Something like this might still be our flag but for some good luck and a great deal of help from the French. This colonial-era British Red Ensign flies at Point State Park near the Blockhouse.
Some typically elegant Victorian brick houses on Sidney Street between 23rd and 24th.
Side-by-side duplexes are often built to give the impression of a single elegant house; but over the years, separate ownership can destroy the illusion, as it has done in the left-hand pair, where one half has been modernized without regard to the appearance of the whole.
Decorative trim on the Schiller Glocke Gesang und Turn Verein (map), a German singing club (now apartments) built in 1897.
This church was built as the First Ruthenian Church (a Presbyterian church for Ruthenian immigrants), and later became a Byzantine Rite church. Now, like many other things on the South Side, it’s a bar.

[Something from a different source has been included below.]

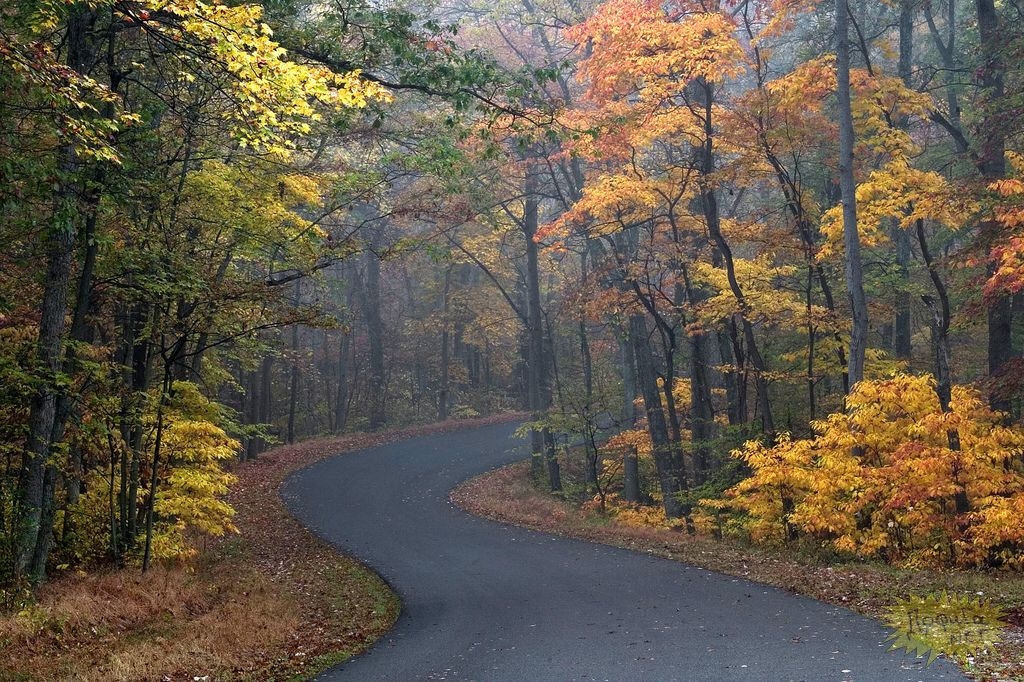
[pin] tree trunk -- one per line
(851, 237)
(668, 459)
(375, 331)
(442, 393)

Addendum: The architect was Chauncey W. Hodgdon, whose churches were usually in the Gothic style, but who adopted a mixture of classical and Byzantine for this very unusual congregation.1
Dormers with carved and painted decorations on a Second-Empire-style house at Jane and 28th Streets, South Side.
A small but very tasteful building on the most prominent corner in the West End. The lower floor has had a modernist makeover, but the upper floors retain the original carefully balanced symmetry.